Peptide PilotPeptide Pilot

Vial duration

GHRP-6 vial duration calculator

Estimate how many weeks one 5 mg GHRP-6 vial covers at your dose and weekly cadence.

Download Peptide PilotiPhone · Free to download

Total doses

50

Lasts

7.1 weeks

GHRP-6 is a short-acting injectable peptide people use to trigger pulses of their own growth hormone, often when increased appetite is also a goal.

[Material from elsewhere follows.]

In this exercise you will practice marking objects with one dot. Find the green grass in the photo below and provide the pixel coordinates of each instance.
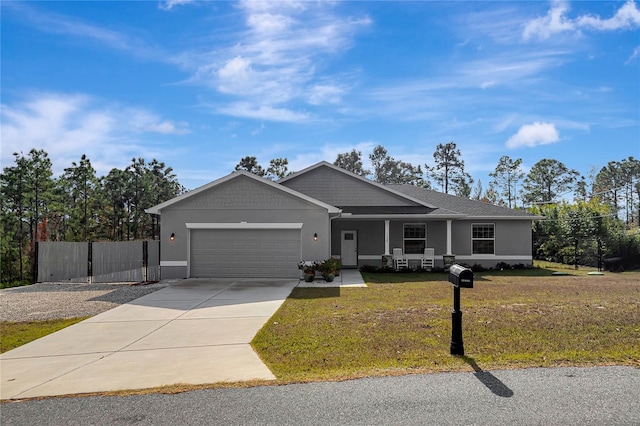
(10, 284)
(14, 334)
(510, 319)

Like GHRP-2, it mimics ghrelin at the GH-secretagogue receptor, but it produces a noticeably stronger hunger response. Studies confirm clear post-injection GH peaks alongside meaningful appetite stimulation. This page covers reconstitution math and per-injection logging cadence.

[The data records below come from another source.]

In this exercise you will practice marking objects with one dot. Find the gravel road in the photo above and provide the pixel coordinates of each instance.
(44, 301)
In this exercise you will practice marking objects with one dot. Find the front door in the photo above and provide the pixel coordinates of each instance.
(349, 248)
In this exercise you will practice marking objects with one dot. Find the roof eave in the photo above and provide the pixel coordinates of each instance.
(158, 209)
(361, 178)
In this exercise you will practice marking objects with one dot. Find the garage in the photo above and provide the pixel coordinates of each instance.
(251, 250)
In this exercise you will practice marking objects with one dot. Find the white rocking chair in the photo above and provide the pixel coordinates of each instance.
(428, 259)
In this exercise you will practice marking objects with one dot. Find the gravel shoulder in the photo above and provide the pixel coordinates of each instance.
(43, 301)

How the GHRP-6 vial duration calculator works

This calculator answers the inventory question: at your current dose and weekly cadence, how many weeks will this GHRP-6 vial last? It is the math you need to plan refills before a vial runs dry mid-protocol — especially with peptides like GLP-1s where shipping windows can run several weeks.

The formula is two divisions. Total doses per vial equals vial mg divided by dose mg, rounded down. Weeks of supply equals total doses divided by doses per week. With a 5 mg vial of GHRP-6, a 0.1 mg dose, and 7 dose per week, the vial covers 50 doses, or about 7.1 weeks of supply.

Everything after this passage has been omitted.